Deux ordinateurs extrêmement puissants, conçus simultanément aux États-Unis et en Russie, se révoltent contre leurs créateurs et prennent le contrôle…
COLOSSUS : THE FORBIN PROJECT
1970 – USA
Réalisé par Joseph Sargent
Avec Eric Braeden, Gordon Pinsent, Susan Clark, William Schallert, Leonid Rostoff, Georg Stanford Brown, Willard Sage, Alex Rodine, Martin E. Brooks, Marion Ross
Très ambitieux malgré son modeste budget de deux millions de dollars, Le Cerveau d’acier s’inspire du roman Colossus de D.F. Jones, premier tome d’une trilogie littéraire à succès. Sa mise en chantier chez Universal constitue sans doute une réponse à 2001 l’odyssée de l’espace de Stanley Kubrick, avec lequel il partage un point commun narratif majeur : l’idée d’un ordinateur surpuissant qui décide de prendre le contrôle de ses créateurs, quitte à éliminer les vies qu’il juge inutiles ou peu propices à son propre développement. Le scénario évoque également le postulat de Point limite, où un incident technique irréversible précipitait les populations du monde vers le chaos nucléaire. L’écriture est confiée à James Bridge, futur réalisateur du Syndrome chinois, qui se documente abondamment sur les systèmes de défense américains pour nourrir son travail.

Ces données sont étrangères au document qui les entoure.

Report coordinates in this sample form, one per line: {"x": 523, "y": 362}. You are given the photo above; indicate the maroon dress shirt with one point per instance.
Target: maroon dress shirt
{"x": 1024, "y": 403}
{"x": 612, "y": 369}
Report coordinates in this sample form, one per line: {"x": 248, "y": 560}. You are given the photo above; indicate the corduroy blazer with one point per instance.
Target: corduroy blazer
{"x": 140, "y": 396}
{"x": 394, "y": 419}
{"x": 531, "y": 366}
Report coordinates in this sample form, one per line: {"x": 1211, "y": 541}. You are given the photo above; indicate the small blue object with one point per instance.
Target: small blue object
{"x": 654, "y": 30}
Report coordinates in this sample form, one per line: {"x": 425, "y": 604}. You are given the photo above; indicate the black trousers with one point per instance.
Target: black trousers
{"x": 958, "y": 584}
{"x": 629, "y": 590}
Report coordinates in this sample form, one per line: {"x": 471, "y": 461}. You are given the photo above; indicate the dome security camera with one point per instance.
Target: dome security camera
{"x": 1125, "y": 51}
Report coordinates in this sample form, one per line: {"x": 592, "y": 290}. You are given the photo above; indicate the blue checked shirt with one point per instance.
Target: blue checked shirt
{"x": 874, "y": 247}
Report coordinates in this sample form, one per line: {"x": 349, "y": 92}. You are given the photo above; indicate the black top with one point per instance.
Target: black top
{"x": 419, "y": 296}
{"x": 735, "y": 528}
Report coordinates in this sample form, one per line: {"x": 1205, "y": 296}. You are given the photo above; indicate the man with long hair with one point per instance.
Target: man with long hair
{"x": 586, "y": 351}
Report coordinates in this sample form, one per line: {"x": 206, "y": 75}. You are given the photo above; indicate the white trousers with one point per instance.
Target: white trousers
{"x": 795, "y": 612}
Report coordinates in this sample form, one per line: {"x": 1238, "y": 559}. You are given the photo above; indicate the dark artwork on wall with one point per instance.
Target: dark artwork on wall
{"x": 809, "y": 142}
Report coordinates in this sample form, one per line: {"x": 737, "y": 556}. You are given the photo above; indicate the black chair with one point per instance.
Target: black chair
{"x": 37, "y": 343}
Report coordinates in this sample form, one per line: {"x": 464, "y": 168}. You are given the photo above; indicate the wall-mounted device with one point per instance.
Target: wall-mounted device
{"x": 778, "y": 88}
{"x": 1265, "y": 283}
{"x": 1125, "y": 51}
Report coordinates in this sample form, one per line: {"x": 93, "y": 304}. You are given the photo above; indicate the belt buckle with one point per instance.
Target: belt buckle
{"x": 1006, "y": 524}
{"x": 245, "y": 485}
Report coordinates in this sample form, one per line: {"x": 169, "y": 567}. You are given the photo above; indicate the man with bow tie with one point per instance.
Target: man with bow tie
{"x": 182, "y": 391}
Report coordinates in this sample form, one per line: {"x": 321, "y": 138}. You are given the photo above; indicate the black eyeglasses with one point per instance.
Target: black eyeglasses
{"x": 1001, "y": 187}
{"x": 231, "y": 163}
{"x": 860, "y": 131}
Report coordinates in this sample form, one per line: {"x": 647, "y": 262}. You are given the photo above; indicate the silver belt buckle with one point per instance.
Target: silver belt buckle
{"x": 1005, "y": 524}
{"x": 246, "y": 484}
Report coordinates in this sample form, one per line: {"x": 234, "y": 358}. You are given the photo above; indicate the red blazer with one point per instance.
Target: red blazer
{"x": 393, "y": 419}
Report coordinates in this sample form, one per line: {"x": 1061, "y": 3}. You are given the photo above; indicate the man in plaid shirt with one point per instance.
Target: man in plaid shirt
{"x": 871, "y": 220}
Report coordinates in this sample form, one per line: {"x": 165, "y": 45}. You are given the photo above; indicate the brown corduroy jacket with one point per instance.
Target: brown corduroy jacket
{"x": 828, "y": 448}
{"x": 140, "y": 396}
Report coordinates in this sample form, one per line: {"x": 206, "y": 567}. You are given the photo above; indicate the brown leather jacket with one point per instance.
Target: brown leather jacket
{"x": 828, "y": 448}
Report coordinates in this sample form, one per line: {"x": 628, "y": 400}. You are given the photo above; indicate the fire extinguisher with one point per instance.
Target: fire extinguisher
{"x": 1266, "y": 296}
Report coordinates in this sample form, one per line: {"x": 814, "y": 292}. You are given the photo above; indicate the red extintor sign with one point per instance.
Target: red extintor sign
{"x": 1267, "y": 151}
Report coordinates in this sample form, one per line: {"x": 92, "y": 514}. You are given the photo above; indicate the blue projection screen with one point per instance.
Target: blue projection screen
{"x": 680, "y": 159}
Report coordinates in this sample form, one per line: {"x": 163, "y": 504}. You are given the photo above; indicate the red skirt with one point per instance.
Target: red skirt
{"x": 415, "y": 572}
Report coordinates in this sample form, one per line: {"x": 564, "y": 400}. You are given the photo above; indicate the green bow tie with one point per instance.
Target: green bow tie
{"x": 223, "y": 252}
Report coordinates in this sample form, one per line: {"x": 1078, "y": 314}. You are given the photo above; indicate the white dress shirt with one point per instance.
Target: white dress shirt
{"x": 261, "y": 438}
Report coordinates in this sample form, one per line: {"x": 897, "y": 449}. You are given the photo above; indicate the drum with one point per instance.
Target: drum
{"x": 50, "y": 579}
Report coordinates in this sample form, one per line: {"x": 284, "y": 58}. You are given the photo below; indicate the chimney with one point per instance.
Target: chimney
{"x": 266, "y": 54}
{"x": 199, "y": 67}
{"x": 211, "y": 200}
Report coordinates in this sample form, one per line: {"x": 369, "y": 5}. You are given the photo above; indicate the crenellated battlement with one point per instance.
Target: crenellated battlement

La mise en scène revient quant à elle au prolifique Joseph Sargent, signataire de nombreux épisodes de séries TV (notamment pour Lassie et Des agents très spéciaux), mais aussi de films très éclectiques. On lui doit pêle-mêle des thrillers solides (Les Pirates du métro), des œuvres de genre sympathiques (En plein cauchemar) mais aussi des nanars invraisemblables (Les Dents de la mer 4). Le Cerveau d’acier se situe clairement sur le dessus du panier. C’est l’un des films les plus mémorables et les plus impressionnants de sa filmographie.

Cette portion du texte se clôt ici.